Furthermore, as can be seen from FIG. 1, 3448cm-1、2954cm-1is-CH3and-CH2Absorption peak of stretching vibration of 1723cm-1The peak is an expansion and contraction vibration absorption peak of C ═ O in the butyl acrylate group, and an expansion and contraction vibration absorption peak of C ═ O is also present in fig. 3. 1448cm-1Is a skeletal vibration absorption peak of a styrene benzene ring, which appears in FIGS. 1 to 3. 1171cm-1Is the symmetric stretching vibration absorption peak of C-O-C in butyl acrylate, which is also shown in FIG. 3, 694cm in FIG. 1-1Is a characteristic absorption peak of C-H out-of-plane bending in a benzene ring, 1600--1The range is the characteristic absorption peak region of the olefinic bond. 1650cm in the Infrared Spectrum 3 of butyl acrylate-1Is the absorption peak of C ═ C, and the infrared spectrum 2 of styrene is 1600-1800cm-1And an absorption peak appears, namely the absorption peak of C ═ C, while no absorption peak of C ═ C appears in the infrared spectrum 1 of the styrene-acrylic emulsion, and the C ═ C of the two monomers is broken under the action of the initiator.
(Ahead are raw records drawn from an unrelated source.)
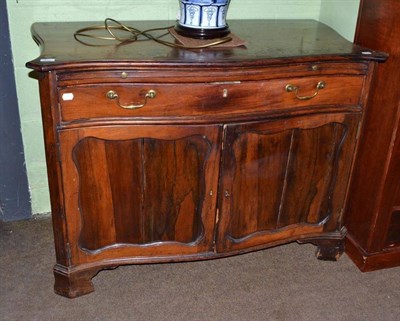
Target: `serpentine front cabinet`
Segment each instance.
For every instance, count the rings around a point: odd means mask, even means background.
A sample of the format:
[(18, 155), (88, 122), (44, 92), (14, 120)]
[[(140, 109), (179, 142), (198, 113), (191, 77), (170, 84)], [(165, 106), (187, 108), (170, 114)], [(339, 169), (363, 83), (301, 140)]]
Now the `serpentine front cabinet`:
[[(342, 214), (381, 53), (315, 21), (232, 21), (246, 47), (91, 47), (37, 23), (55, 291), (122, 264), (292, 241), (343, 252)], [(163, 22), (132, 22), (139, 28)]]

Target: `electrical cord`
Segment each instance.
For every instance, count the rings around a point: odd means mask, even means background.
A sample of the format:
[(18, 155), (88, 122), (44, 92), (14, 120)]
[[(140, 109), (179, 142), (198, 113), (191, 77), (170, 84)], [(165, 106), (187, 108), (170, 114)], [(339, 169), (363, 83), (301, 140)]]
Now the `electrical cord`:
[[(169, 32), (166, 32), (162, 35), (159, 36), (154, 36), (152, 33), (155, 31), (163, 31), (166, 30), (168, 31), (169, 29), (173, 28), (173, 26), (168, 26), (168, 27), (161, 27), (161, 28), (152, 28), (152, 29), (147, 29), (147, 30), (139, 30), (131, 26), (127, 26), (115, 19), (112, 18), (106, 18), (104, 20), (104, 25), (98, 25), (98, 26), (90, 26), (86, 28), (82, 28), (77, 30), (74, 33), (74, 38), (78, 42), (86, 45), (86, 46), (91, 46), (91, 47), (105, 47), (105, 46), (112, 46), (112, 44), (93, 44), (88, 41), (85, 41), (85, 38), (90, 38), (90, 39), (97, 39), (97, 40), (105, 40), (105, 41), (117, 41), (119, 42), (118, 45), (126, 45), (130, 43), (134, 43), (136, 41), (144, 41), (144, 40), (153, 40), (159, 44), (162, 44), (164, 46), (172, 47), (172, 48), (181, 48), (181, 49), (204, 49), (204, 48), (210, 48), (214, 47), (226, 42), (229, 42), (232, 40), (231, 37), (223, 37), (218, 40), (215, 40), (213, 42), (209, 42), (207, 44), (203, 45), (197, 45), (197, 46), (185, 46), (179, 43), (171, 42), (171, 41), (166, 41), (161, 38), (164, 36), (168, 35)], [(99, 35), (94, 35), (91, 32), (92, 31), (97, 31), (97, 30), (106, 30), (109, 34), (109, 36), (99, 36)], [(115, 30), (123, 31), (128, 34), (128, 36), (120, 37), (115, 34)], [(141, 37), (144, 37), (140, 39)]]

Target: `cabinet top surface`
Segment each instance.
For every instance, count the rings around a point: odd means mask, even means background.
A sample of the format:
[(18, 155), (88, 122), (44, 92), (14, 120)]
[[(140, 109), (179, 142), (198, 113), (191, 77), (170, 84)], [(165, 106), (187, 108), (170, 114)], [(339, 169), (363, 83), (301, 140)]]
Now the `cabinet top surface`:
[[(307, 61), (385, 60), (382, 52), (371, 51), (347, 41), (333, 29), (313, 20), (233, 20), (229, 26), (246, 42), (236, 48), (177, 49), (154, 41), (125, 45), (88, 46), (74, 38), (82, 28), (99, 22), (48, 22), (32, 25), (32, 36), (41, 54), (27, 66), (41, 71), (112, 67), (218, 67), (263, 66)], [(165, 27), (168, 21), (125, 22), (140, 30)], [(103, 35), (105, 35), (103, 33)], [(163, 39), (174, 41), (171, 35)], [(104, 45), (104, 41), (94, 40)], [(93, 43), (93, 40), (91, 40)]]

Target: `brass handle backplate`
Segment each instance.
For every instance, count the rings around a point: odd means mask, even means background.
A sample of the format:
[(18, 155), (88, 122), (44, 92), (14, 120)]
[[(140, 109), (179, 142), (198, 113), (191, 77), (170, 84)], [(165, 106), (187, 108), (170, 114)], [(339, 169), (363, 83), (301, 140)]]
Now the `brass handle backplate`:
[(119, 101), (118, 93), (115, 90), (110, 90), (106, 94), (107, 98), (110, 100), (116, 100), (119, 107), (124, 109), (138, 109), (146, 106), (147, 99), (153, 99), (157, 96), (157, 92), (153, 89), (149, 90), (144, 96), (144, 102), (142, 104), (133, 104), (133, 105), (122, 105)]
[(316, 90), (316, 92), (315, 92), (313, 95), (311, 95), (311, 96), (300, 96), (300, 95), (299, 95), (299, 87), (296, 86), (296, 85), (292, 85), (292, 84), (286, 85), (285, 90), (286, 90), (286, 92), (288, 92), (288, 93), (293, 92), (293, 93), (296, 95), (296, 98), (299, 99), (299, 100), (310, 100), (310, 99), (313, 99), (314, 97), (316, 97), (316, 96), (318, 95), (319, 91), (320, 91), (321, 89), (324, 89), (325, 87), (326, 87), (325, 81), (320, 81), (320, 82), (318, 82), (318, 84), (317, 84), (317, 86), (316, 86), (316, 89), (317, 89), (317, 90)]

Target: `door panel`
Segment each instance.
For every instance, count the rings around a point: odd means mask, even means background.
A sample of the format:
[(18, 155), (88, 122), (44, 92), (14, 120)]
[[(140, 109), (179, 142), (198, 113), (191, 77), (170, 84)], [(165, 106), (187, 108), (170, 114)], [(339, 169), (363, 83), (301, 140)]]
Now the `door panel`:
[(212, 250), (220, 129), (150, 127), (61, 133), (69, 234), (86, 260)]
[(301, 238), (337, 219), (350, 171), (344, 159), (355, 146), (348, 129), (357, 119), (312, 116), (227, 127), (218, 249)]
From the above analysis, it can be known that styrene and butyl acrylate monomers in the styrene-acrylic emulsion participate in the copolymerization reaction.

The technical features of the embodiments described above may be arbitrarily combined, and for the sake of brevity, all possible combinations of the technical features in the embodiments described above are not described, but should be considered as being within the scope of the present specification as long as there is no contradiction between the combinations of the technical features.

The above-mentioned embodiments only express several embodiments of the present invention, and the description thereof is more specific and detailed, but not construed as limiting the scope of the invention. It should be noted that, for a person skilled in the art, several variations and modifications can be made without departing from the inventive concept, which falls within the scope of the present invention. Therefore, the protection scope of the present patent shall be subject to the appended claims.